“The best fertilizer for a crop is the shadow of the farmer. The more frequently it is applied, the better the likely outcome.”
— Author unknown
I have never been able to make it fit as the answer to a question, but the truth of that axiom remains with us every crop production season.
And, I think, never more so than what we are experiencing this season.
Farmers need to budget time to be walking their fields, looking for “stuff.” Our spring planting season has been less than conducive to timely crop efforts.
The other fact that rises is that the time for spring field work is being compressed and is merging with spring forage harvest.
You are busy. You are probably tired. And the markets have you stressed. And now this “old guy” is telling you to get out in your fields frequently.
“Crop scouting” is an old concept that has never been more relevant or important.
Scouting needs to begin before the crop is planted and continue throughout the growing season.
Before planting, you need to look for potentially troublesome weeds. Identify the plants that are growing and make a plan to assure that these plants do not pose a competitive challenge to your crop.
This is especially important now that we have several weed species that are resistant to one (or more) herbicide active ingredients.

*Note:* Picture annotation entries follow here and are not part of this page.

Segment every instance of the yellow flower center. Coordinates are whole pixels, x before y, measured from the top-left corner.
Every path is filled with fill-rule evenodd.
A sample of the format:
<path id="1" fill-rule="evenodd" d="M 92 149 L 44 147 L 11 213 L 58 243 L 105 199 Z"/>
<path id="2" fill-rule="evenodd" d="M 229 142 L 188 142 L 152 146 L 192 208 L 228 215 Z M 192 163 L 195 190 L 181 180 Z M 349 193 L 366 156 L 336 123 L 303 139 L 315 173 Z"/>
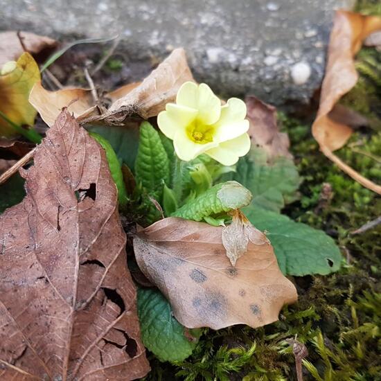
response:
<path id="1" fill-rule="evenodd" d="M 188 137 L 198 144 L 206 144 L 213 141 L 213 127 L 205 125 L 200 121 L 196 120 L 186 127 Z"/>

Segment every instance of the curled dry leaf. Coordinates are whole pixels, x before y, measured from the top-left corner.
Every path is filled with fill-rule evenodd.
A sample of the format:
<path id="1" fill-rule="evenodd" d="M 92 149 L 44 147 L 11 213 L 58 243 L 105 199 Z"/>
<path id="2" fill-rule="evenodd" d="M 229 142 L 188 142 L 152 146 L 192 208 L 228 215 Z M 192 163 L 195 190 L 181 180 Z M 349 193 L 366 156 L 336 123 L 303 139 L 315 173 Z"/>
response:
<path id="1" fill-rule="evenodd" d="M 275 321 L 282 306 L 297 295 L 271 245 L 249 242 L 247 253 L 232 267 L 222 232 L 221 227 L 166 218 L 138 233 L 135 256 L 188 328 L 239 324 L 256 328 Z"/>
<path id="2" fill-rule="evenodd" d="M 251 142 L 263 148 L 270 159 L 277 156 L 292 158 L 288 151 L 288 135 L 280 132 L 276 124 L 276 109 L 254 96 L 246 98 L 246 106 Z"/>
<path id="3" fill-rule="evenodd" d="M 17 60 L 24 51 L 35 55 L 56 45 L 55 40 L 34 33 L 3 32 L 0 33 L 0 67 L 8 61 Z"/>
<path id="4" fill-rule="evenodd" d="M 24 53 L 13 70 L 0 76 L 0 111 L 18 125 L 33 125 L 36 111 L 28 101 L 30 89 L 40 80 L 39 69 L 33 57 Z M 17 135 L 15 130 L 0 118 L 0 136 Z"/>
<path id="5" fill-rule="evenodd" d="M 0 216 L 0 379 L 134 380 L 140 341 L 104 150 L 65 110 Z"/>
<path id="6" fill-rule="evenodd" d="M 312 134 L 321 152 L 339 168 L 364 186 L 381 194 L 381 186 L 362 176 L 333 153 L 346 143 L 352 134 L 352 129 L 330 116 L 336 103 L 357 81 L 358 74 L 353 60 L 355 55 L 361 48 L 362 41 L 378 29 L 381 29 L 381 17 L 337 11 L 330 35 L 319 108 L 312 125 Z"/>
<path id="7" fill-rule="evenodd" d="M 239 210 L 235 209 L 231 224 L 222 229 L 222 245 L 227 250 L 227 256 L 233 266 L 237 260 L 247 252 L 249 241 L 254 245 L 269 243 L 266 236 L 256 229 Z"/>
<path id="8" fill-rule="evenodd" d="M 53 125 L 63 107 L 67 107 L 78 121 L 98 114 L 91 91 L 85 89 L 62 89 L 50 91 L 44 89 L 39 82 L 30 91 L 29 102 L 49 127 Z"/>

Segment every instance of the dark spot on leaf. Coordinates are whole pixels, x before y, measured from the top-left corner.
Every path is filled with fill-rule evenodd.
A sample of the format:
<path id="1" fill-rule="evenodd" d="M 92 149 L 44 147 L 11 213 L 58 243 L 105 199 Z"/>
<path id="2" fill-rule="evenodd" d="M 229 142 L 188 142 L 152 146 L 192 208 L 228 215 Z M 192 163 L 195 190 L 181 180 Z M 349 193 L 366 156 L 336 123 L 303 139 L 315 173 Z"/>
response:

Be alert also for residue and soil conditions that might be troublesome for your planting equipment.
If planting conditions don’t match with the capabilities of your planting tools, you need to identify a solution, quickly.
Poor stands due to planter failures are not really fixable. Yield reductions are inevitable.
Once the crop is planted, scouting should commence in three to four days — on hands and knees, digging — to ascertain the status of crop seed germination and growth.
Our delayed planting should result in fairly prompt crop emergence. As the crop emerges, you need to begin scouting for problems.
In our part of the world, slugs, cutworms, even armyworms are common yield-robbing early-season crop pests.
If you are out there looking for these pests every three to five days you can intercept, and make rescue applications, before yield losses occur.
Serious pest problems are not all that predictable, and they are not likely in every field.
While slugs and cutworm problems are prone to be along field borders, armyworms are more likely in the field middle.
So, it is not recommended to only scout the headlands and field edges.
As the crop grows, look for weed escapes.
For corn, weed competition needs to be halted before they get 4-inches tall. For soybeans, weeds need to be controlled by the time they get to 6-inches tall.
This means that escaping weeds need to be identified very quickly and a control strategy implemented quickly.
If you wait until the weeds are at the control height, before control is initiated, potential yield reductions have already occurred.
Crop scouting needs to continue on (at least) a weekly basis through pollination to allow you to intercept weed, insect and potential disease issues.
As the season progresses, and the crops mature, corrective actions become difficult (or impossible) but the information you glean during late season crop scouting can be the basis for plans to prevent those issues in next year’s crops.
Don’t forget to scout the alfalfa crops.
Those warm days and storms that came to us from the southwest, brought the first batch of potato leafhoppers to our area right on schedule.
While there is little (or no) risk of yield-robbing potato leafhopper feeding damage to the first cutting alfalfa, scouting of second crop growth needs to be done, at least weekly, to head off potential losses.
Effective crop scouting takes a bit of time and it cannot be done from the seat of your pickup or ATV.
You must get on the ground and look, dissect, and dig. No exceptions!
It may be that the “scout” is a hired consultant. It may be that the scout is a spouse or younger family member.
Some years back, I conducted a “crop scout training series.” Two of the participants in this program were a farmer and his eighth-grade daughter.
That girl took a special interest in crop scouting. She was diligent and became really good at it — a whole lot better than the teacher.
The real benefit of crop scouting is to limit the results of yield-reducing pest problems.
Depending on the season, the payback for the “farmer’s shadow” this season could be very high.